As soon as the portal opens, I dash through. But something isn’t right. No one came through from the other side. Or did they? I cannot tell. I am alone, in limbo between states of existence. The world spins around me. I can feel the drift. Is this what death feels like? Cold unbroken silence? I feel distant eyes upon me everywhere, all around me, in the trees, the clouds, pinpoints of light that shimmer through.
I wasn’t sure what to expect. Maybe this is all according to plan. But who was orchestrating the exchange? My idea was only half formed in those passing pensive moments I am able to think for myself, few and far between. My family, the Village Elders… no one allows time for freeform thought. I hadn’t considered what would happen after the portal exchange. I never really got past step one.
A voice greets me from the trees. It is hauntingly familiar but seems only a distant memory.
“I’ve been expecting you.”
The world slowly comes into focus. Clarity restored, the leaves circle me in an embrace. My sister emerges, her dark eyes smiling. She cradles the baby in her arms.

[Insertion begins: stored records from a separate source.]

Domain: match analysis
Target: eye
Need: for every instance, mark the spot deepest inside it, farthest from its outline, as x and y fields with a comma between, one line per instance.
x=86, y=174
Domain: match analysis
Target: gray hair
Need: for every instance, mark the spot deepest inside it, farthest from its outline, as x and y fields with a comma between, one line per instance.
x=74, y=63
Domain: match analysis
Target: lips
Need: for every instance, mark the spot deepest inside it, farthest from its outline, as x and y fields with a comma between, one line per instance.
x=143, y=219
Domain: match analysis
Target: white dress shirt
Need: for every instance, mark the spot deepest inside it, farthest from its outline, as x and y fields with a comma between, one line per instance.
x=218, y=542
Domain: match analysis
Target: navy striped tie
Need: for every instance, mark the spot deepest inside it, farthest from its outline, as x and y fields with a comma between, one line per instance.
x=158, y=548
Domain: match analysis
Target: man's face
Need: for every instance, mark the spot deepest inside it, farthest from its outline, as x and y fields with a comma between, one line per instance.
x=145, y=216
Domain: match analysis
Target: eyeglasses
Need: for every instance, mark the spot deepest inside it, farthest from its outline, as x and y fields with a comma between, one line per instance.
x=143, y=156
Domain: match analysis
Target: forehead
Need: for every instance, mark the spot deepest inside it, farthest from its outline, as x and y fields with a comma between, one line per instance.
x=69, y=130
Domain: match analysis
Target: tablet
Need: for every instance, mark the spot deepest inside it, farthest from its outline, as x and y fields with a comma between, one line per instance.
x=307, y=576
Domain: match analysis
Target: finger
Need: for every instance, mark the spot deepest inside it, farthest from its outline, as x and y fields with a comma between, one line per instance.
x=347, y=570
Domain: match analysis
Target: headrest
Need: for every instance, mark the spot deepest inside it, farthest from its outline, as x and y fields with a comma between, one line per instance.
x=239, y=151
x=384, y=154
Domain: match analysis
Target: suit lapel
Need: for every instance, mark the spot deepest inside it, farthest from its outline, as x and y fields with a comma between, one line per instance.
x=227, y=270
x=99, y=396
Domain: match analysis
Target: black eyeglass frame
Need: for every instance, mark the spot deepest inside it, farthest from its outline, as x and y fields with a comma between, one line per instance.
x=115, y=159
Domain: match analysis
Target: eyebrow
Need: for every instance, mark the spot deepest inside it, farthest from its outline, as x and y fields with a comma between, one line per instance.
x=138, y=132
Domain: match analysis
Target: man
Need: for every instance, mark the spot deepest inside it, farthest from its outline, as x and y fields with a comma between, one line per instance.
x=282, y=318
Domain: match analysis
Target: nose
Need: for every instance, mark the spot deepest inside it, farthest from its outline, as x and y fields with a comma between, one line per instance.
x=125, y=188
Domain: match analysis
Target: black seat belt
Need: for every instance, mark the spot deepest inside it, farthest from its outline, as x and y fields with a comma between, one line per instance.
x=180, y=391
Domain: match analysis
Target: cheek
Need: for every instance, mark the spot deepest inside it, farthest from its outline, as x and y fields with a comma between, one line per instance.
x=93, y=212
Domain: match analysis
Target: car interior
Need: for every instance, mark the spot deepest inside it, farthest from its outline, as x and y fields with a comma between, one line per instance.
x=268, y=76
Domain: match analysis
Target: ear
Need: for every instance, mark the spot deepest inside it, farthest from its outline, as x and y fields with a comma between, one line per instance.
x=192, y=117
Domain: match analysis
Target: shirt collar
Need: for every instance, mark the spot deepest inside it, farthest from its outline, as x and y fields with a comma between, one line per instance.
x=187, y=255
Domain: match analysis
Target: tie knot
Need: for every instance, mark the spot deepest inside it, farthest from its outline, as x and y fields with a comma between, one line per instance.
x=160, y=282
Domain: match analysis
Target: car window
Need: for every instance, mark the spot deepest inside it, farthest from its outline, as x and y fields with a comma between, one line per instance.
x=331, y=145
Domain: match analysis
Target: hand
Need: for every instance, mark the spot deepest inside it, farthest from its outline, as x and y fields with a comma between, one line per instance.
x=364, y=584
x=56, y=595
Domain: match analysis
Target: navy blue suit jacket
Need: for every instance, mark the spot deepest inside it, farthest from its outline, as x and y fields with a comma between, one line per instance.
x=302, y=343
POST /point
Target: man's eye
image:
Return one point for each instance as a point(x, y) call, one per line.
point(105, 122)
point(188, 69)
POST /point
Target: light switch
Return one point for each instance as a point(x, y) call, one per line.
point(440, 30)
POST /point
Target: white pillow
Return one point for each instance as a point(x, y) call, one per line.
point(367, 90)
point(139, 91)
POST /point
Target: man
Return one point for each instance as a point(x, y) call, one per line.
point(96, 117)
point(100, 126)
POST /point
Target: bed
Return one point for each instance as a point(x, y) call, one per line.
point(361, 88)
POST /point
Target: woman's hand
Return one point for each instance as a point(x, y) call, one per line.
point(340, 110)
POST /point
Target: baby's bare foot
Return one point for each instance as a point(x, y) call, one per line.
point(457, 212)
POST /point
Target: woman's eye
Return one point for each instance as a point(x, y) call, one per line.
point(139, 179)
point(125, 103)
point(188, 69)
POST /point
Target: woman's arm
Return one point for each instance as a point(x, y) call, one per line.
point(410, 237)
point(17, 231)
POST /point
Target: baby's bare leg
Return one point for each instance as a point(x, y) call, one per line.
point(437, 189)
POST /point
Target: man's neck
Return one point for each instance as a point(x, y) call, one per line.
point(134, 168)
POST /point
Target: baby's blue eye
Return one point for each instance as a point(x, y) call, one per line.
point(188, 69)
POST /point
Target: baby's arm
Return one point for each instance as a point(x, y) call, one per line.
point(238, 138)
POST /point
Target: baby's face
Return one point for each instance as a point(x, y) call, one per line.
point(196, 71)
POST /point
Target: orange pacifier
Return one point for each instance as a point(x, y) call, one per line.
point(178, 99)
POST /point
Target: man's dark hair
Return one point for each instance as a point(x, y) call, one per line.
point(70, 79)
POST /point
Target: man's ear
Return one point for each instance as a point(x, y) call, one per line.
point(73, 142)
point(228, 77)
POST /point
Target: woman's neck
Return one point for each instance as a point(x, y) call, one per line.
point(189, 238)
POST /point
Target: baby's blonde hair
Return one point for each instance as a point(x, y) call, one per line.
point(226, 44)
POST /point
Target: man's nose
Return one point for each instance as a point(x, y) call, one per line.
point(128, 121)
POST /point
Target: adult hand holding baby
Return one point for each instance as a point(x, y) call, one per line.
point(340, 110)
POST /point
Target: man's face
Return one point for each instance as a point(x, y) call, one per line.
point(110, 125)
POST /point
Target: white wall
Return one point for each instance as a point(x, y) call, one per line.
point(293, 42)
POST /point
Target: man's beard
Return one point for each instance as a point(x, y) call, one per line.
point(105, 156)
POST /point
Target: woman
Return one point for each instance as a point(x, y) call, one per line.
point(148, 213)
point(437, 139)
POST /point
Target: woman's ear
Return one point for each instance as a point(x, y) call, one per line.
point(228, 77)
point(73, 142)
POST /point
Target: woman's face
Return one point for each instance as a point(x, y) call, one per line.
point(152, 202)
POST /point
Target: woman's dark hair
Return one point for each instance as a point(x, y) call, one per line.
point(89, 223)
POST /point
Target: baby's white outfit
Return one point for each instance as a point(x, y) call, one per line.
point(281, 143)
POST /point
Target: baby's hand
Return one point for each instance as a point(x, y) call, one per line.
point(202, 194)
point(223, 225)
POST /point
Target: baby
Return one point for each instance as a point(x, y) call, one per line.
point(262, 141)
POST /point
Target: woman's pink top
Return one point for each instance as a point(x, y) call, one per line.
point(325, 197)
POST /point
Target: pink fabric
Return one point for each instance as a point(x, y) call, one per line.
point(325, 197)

“You made it. You escaped,” she sings.
“I didn’t see anyone,” I retort, skeptical. I hadn’t recalled having seen any Elves, dark nightmarish fiends that they are, wild, unkempt, uncouth. Savage beasts like Pan or Krampus. Is this an illusion? My sister seems so lifelike, so much herself. She is the joyful young mother I had known her to be. Filled with love and laughter. Light dances about her, and she shimmers.
“Not in passing,” my sister clarifies. “You have been living among them your whole life. I had done so as well until the baby was stolen. My heart broke; I had to follow after. That was when I learned the Truth.”
“Why do you think we are so sheltered? Why are we forbidden to do anything? They do so to protect us from the Truth about who and what we are,” she continued. “We’ve spent our lives evading that which we truly know ourselves to be. We were the stolen ones, not the other way around…”
I notice that the portal I came through is still open, reinforcing my idea that no one had passed through the other way. It is as if the portal was opened specifically to call me through. My sister extends her hand, beckoning me to join her. There is a gleam in her eye I cannot pinpoint. She seems happy, but something still isn’t quite right. I’m still uncertain why I am here, in this time and place, as if destined to be present in this moment, in this decision.
The Village has fallen away to the woods. There are no breadcrumb trails to follow home. The idea of home itself seems distant like yet another illusion. Nothing makes sense anymore. I am unsure whether I am coming or going. Two paths lay open before me. Which shall I take?